Mit Beschluss vom 25. April 2022 (Az. XIII ZB 50/21) hat der Bundesgerichtshof erneut festgehalten, dass die Vereitelung der Teilnahme des Bevollmächtigten eines Betroffenen an der Haftanhörung die Haft ohne Weiteres rechtswidrig macht. In dem entschiedenen Verfahren hatte das Haftgericht den Verfahrensbevollmächtigten erst am Tag der Anhörung telefonisch über den Anhörungstermin in Kenntnis gesetzt und die Anhörung ohne ihn durchgeführt.

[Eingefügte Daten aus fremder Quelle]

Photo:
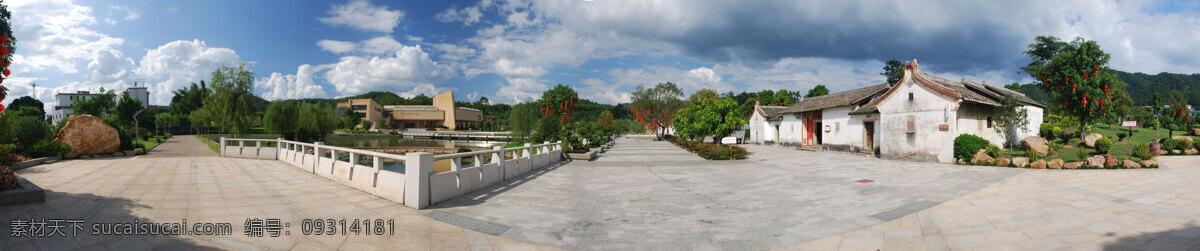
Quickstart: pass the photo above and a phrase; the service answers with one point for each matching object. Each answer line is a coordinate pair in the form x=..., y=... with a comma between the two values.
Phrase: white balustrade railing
x=413, y=183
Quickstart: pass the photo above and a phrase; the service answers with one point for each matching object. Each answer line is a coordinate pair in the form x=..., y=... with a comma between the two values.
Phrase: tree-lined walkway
x=184, y=145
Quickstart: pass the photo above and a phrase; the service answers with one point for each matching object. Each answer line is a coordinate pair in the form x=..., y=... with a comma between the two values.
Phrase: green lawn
x=1120, y=149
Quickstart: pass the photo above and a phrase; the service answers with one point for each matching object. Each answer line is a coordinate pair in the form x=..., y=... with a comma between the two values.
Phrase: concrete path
x=653, y=195
x=216, y=190
x=1127, y=209
x=183, y=145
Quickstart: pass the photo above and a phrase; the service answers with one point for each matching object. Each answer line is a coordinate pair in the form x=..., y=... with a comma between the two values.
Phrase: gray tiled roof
x=849, y=97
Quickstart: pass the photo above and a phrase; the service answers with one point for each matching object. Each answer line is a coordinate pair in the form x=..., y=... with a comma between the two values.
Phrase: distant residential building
x=441, y=113
x=915, y=119
x=64, y=101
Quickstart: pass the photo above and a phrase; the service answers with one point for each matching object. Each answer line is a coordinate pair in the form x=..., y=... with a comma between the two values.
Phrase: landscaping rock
x=1090, y=139
x=1095, y=161
x=1056, y=163
x=88, y=135
x=1021, y=162
x=1129, y=163
x=1149, y=163
x=1036, y=143
x=1038, y=165
x=1183, y=138
x=982, y=157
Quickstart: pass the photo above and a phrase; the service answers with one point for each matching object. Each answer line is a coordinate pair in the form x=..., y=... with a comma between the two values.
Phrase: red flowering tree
x=1077, y=77
x=7, y=47
x=654, y=107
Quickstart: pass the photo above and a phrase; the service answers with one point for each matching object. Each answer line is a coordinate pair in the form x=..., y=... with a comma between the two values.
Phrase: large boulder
x=1183, y=138
x=1131, y=163
x=1056, y=163
x=1021, y=162
x=1095, y=161
x=1036, y=143
x=1149, y=163
x=89, y=135
x=982, y=157
x=1110, y=161
x=1090, y=139
x=1038, y=165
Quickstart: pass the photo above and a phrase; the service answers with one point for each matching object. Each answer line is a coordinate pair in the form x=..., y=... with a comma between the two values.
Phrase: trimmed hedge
x=1103, y=145
x=712, y=151
x=966, y=145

Sachaufklärungspflicht des Gerichts bei parallelen Rechtsmitteln gegen Abschiebungshaft

Hat in einer Haftsache das Beschwerdegericht über eine Beschwerde gegen die Anordnung von Abschiebungshaft entschieden und den Sachverhalt dabei aufgeklärt, darf es eine Beschwerde im Haftaufhebungsverfahren nach § 426 FamFG ohne weitere Sachverhaltsklärung zurückweisen, so der Bundesgerichtshof in seinem Beschluss vom 22. März 2022 (Az. XIII ZB 6/21).

Vermischtes vom BVerwG

In zwei weiteren weiteren Verfahren, in denen es um die Frage der Zulässigkeit einer Abschiebung von in Italien anerkannten Schutzberechtigten nach Italien ging, hat das Bundesverwaltungsgericht Nichtzulassungsbeschwerden des Bundesamts für Migration und Flüchtlinge gegen Beschlüsse des OVG Münster mit Beschlüssen vom 7. März 2022 (Az. 1 B 21.22) und vom 9. März 2022 (Az. 1 B 24.22) zurückgewiesen. Mit Beschluss vom 28. März 2022 (Az. 1 B 35.22) hat das BVerwG eine Nichtzulassungsbeschwerde des Klägers gegen das Urteil des Oberverwaltungsgerichts Bautzen vom 9. Dezember 2021 (Az. 3 A 386/20) verworfen, in dem Verfahren ging es um die Ausstellung von „Fantasiepapieren“, wenn Ausländer zwar nicht abgeschoben wurden, aber auch keine Duldung erhielten. In dem Verfahren um ein ausweisungsbezogenes Einreise- und Aufenthaltsverbot bei allein asylrechtlicher Rückkehrentscheidung hat das BVerwG den Volltext seines Urteils vom 16. Februar 2022 (Az. 1 C 6.21) jetzt veröffentlicht.